There is no constitutional objection to the measure of an excise tax when there is a reasonable relation between it and the occasion of the tax. Keeney v. Comptroller, 222 U. S. 525, 32 S. Ct. 105, 56 L. Ed. 299, 38 L. R. A. (N. S.) 1139. The amount of the property in trust is merely to be included for the purpose of measuring the gross estate, because the possession and enjoyment are made dependent upon the death of the testator. It is also testamentary in character, and but for the creation of the trust would have passed directly through the decedent’s estate. The death of the testator is the generating source. The power of Congress to measure a tax by an occasion, transaction, or circumstance, which is past at the time the tax is imposed, has been upheld as reasonable. The Supreme Court held the Income Tax Act of 1913 (38 Stat. 114) constitutional, which act was retroactive, in that it taxed income earned prior to the passage of the act. Brushaber v. Union Pacific R. R. Co., 240 U. S. 1, 36 S. Ct. 236, 60 L. Ed. 493, L. R. A. 1917D, 414, Ann. Cas. 1917B, 713, T. D. 2290. The Income Tax Act of 1864 (13 Stat. 281) was held to be constitutional, notwithstanding the tax was measured by “all income of the previous year, although one tax on it had already been paid.” Stockdale v. Insurance Companies, 87 U. S. (20 Wall.) 323, 22 L. Ed. 348, Fed. Cas. No. 13,462. That the principle of a retroactive tax is not unconstitutional, see, also, Chanler v. Kelsey, 205 U. S. 466, 473-479, 27 S. Ct. 550, 51 L. Ed. 882; Cahen v. Brewster, 203 U. S. 543, 549, 27 S. Ct. 174, 51 L. Ed. 310, 8 Ann. Cas. 215.

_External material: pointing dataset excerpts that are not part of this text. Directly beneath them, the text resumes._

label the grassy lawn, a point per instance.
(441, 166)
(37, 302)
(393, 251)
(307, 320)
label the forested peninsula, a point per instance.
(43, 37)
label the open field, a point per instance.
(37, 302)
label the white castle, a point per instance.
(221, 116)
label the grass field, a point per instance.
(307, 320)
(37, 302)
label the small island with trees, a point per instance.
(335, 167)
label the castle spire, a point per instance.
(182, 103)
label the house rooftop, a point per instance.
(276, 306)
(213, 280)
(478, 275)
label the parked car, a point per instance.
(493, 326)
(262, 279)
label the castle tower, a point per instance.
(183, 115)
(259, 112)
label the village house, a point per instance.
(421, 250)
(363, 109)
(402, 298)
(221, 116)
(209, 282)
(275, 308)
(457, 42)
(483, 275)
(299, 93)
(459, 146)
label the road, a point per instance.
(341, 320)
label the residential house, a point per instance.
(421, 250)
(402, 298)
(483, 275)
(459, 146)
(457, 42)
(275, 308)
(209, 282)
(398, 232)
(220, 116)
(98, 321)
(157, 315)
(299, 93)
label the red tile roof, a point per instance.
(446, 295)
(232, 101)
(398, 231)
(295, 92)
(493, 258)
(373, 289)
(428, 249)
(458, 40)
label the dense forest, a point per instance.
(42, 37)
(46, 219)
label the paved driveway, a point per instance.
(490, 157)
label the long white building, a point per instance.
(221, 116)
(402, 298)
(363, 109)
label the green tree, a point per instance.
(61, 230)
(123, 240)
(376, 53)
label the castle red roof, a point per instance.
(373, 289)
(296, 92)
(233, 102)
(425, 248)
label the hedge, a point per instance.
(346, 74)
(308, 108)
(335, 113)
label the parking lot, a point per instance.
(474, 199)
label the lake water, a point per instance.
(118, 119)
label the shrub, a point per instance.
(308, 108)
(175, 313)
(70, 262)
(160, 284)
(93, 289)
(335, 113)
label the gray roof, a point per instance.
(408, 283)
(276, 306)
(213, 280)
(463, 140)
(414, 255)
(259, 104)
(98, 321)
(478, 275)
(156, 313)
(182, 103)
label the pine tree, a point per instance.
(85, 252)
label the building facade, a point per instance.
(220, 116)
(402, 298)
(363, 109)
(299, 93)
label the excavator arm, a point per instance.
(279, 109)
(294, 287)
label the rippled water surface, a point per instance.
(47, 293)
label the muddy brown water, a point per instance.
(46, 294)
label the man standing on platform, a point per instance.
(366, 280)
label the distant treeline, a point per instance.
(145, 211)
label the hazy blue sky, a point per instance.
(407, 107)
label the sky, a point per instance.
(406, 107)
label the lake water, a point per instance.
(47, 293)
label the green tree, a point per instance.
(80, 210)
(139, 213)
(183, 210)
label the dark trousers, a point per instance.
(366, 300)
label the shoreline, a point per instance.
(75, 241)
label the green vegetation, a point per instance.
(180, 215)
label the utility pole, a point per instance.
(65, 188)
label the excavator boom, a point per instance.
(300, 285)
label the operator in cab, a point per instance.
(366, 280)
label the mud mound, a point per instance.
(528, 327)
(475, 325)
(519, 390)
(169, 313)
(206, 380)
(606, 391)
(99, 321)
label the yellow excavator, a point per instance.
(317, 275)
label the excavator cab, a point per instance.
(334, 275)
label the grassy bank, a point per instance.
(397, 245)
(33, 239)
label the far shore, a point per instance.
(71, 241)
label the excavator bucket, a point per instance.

Not only in theory, but in actual result, is there no impairment of vested'rights by the tax imposed in this ease. The tax has been paid by Mr. Nash’s executors, who are the plaintiffs, and the beneficiaries did not complain, and cannot, because they are not called upon for the payment of the tax.

Accordingly the motion to dismiss tho complaint is granted.